SQL for data analyst or how to get the insights from the data base

24 June 2024

If you ever googled ‘SQL for data analyst’ or you would like to know how to get the insights from the data base, this article is for you.

Today, I’ll talk about the key elements of SQL for analysts and show you how to effectively extract data from a database. The topic might seem complex, but I promise to explain everything in a simple and accessible way.

Why is SQL Important for Data Analysts?

SQL (Structured Query Language) is the primary tool for any data analyst. If you dream of a career in this field, you need to master SQL at a good level. Why? Because most of the data you’ll work with is stored in databases, and SQL is the key to extracting and analyzing it.

Reading SQL of Others

One of the first surprises for beginner analysts is that a lot of time is spent reading SQL written by others. In a company, you’re usually not the only analyst, which means you need to understand and interpret SQL code written by your colleagues.
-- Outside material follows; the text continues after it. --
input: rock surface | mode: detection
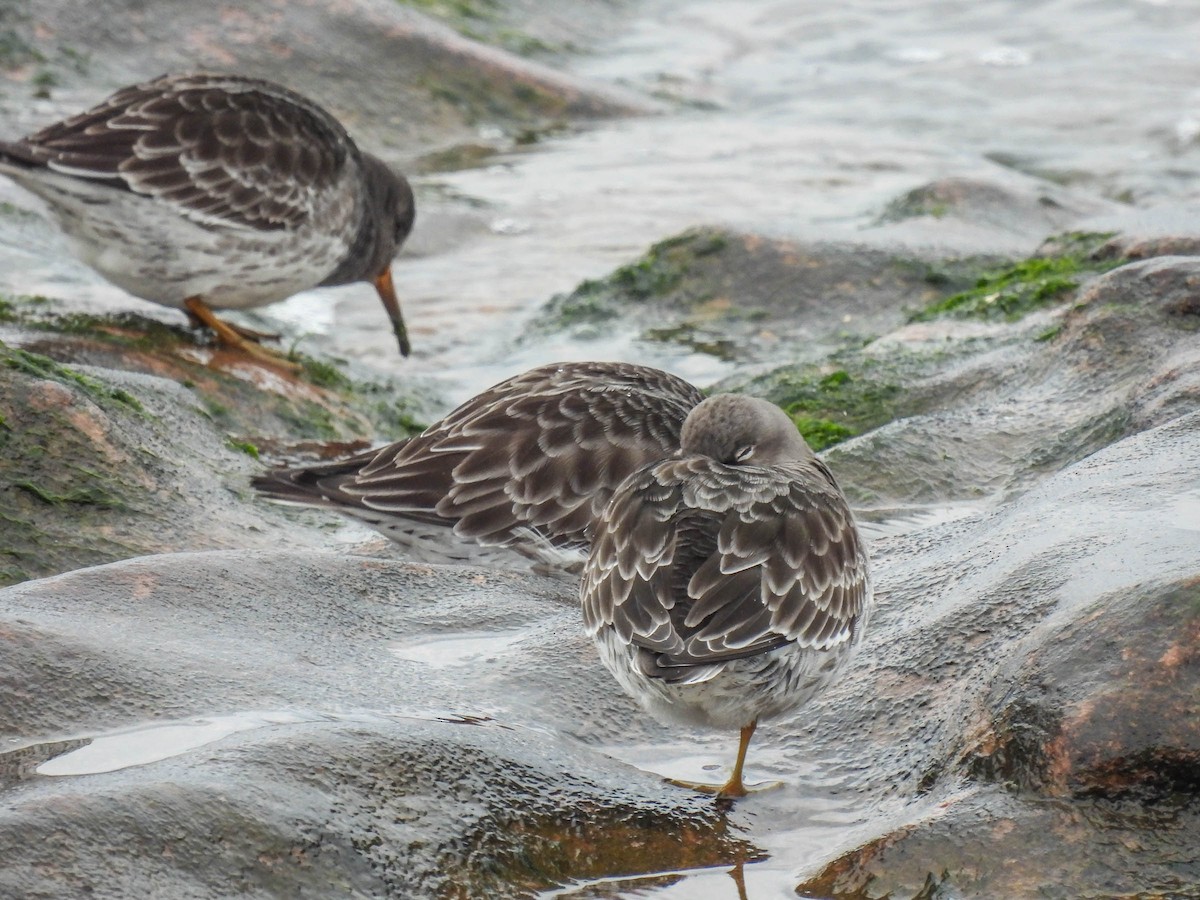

Why is this important? Firstly, it facilitates teamwork. Secondly, by reading others’ code, you learn new techniques and ways to solve problems. Remember to write your queries in a clear and understandable manner – it will make life easier for others (and for yourself!).

Writing SELECT Statements

The most important part of a data analyst’s job is writing SELECT queries. These commands allow us to select the data we are interested in from the database. If you’re starting your journey with SQL, focus on learning the various aspects of the SELECT statement:

  • Joins – combining tables,
  • Subqueries – nested queries,
  • Conditions in WHERE – filtering data,
  • Window Functions – advanced calculations across a set of table rows.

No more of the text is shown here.